A further child has died within the past 24 hours at Mymensingh Medical College Hospital showing symptoms consistent with measles, bringing renewed concern over the ongoing outbreak and pressure on critical care facilities.
According to a statement issued on Monday morning (11 May) by the hospital’s Assistant Director (Administration), Dr Mohammad Mainuddin Khan, the deceased was seven-year-old Sumaiya Akter, daughter of Ujjal Mia from Muktagacha upazila in Mymensingh district. She was admitted to the hospital on 8 May after developing measles-like symptoms and passed away at 5:50 am on Monday while undergoing treatment.
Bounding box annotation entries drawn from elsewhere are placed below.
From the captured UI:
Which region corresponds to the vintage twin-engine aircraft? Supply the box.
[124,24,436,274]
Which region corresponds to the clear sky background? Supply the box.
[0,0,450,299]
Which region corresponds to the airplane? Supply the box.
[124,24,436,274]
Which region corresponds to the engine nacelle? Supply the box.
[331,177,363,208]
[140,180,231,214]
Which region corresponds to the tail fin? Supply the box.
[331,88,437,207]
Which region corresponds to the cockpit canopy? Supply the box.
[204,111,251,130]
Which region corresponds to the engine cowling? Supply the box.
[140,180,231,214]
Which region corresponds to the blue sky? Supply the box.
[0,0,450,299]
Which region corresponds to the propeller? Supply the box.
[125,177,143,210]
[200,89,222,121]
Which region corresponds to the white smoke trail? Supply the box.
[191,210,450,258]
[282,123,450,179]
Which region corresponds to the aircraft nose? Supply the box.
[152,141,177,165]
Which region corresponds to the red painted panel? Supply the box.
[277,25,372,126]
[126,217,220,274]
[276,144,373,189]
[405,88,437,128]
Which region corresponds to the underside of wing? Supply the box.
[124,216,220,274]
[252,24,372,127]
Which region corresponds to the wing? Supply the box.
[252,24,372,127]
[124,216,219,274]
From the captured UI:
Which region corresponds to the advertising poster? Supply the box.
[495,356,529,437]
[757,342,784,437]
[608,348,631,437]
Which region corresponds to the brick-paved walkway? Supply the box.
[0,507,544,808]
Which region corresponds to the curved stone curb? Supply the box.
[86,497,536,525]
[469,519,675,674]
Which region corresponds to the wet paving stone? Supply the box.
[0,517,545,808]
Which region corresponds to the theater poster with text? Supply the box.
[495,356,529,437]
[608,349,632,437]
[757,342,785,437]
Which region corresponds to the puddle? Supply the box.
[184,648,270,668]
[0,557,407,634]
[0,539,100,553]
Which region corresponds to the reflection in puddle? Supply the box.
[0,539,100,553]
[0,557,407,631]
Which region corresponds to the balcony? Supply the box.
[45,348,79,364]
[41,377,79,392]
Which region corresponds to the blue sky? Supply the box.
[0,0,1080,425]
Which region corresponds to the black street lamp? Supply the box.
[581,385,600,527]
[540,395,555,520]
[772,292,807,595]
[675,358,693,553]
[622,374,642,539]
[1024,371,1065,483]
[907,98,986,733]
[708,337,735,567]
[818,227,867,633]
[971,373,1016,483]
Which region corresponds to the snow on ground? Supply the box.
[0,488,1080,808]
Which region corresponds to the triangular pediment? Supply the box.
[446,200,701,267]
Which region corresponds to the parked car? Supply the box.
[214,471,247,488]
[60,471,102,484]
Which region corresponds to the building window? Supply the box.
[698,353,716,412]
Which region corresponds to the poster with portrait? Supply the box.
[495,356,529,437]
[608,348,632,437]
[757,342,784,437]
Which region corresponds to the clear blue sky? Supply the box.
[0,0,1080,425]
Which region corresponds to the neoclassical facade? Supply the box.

The hospital authorities confirmed that the child had been suffering from additional complications alongside measles-like symptoms. Officials stated that her condition required intensive care support, which was not available at the time. Dr Khan noted that the absence of an intensive care unit (ICU) bed may have contributed to the fatal outcome, although she was also affected by other medical conditions.
The incident comes amid a continuing influx of paediatric patients presenting with suspected measles symptoms at the facility. Between 8 am Sunday and 8 am Monday alone, 24 new children were admitted to the measles isolation ward.
Hospital data from 17 March to 11 May provides a clearer picture of the scale of the situation:
| Indicator | Number of Children |
|---|---|
| Total admissions (since 17 March) | 1,244 |
| Discharged patients | 1,127 |
| Current patients under treatment | 89 |
| Deaths recorded | 28 |
| Discharged in last 24 hours | 35 |
| New admissions in last 24 hours | 24 |
The hospital reports that although a large number of children have recovered and been discharged, a significant number remain under treatment, placing continued pressure on isolation and general paediatric services.
The father of the deceased child, Ujjal Mia, expressed deep anguish, blaming the lack of ICU facilities for his daughter’s death. Speaking tearfully, he said his daughter’s condition had been deteriorating for several days and doctors had advised that intensive care was urgently required. However, no ICU bed was available at the time of need.
He further questioned the capacity of a major tertiary hospital to handle critically ill patients without adequate intensive care support, stating that preventable deaths should not occur due to resource shortages.
Hospital officials, while acknowledging the constraints in critical care availability, reiterated that multiple factors contributed to the child’s condition, including underlying complications in addition to measles-like illness.
The situation has underscored ongoing concerns about paediatric capacity, isolation facilities, and critical care resources in the region as the hospital continues to manage a high volume of suspected measles cases.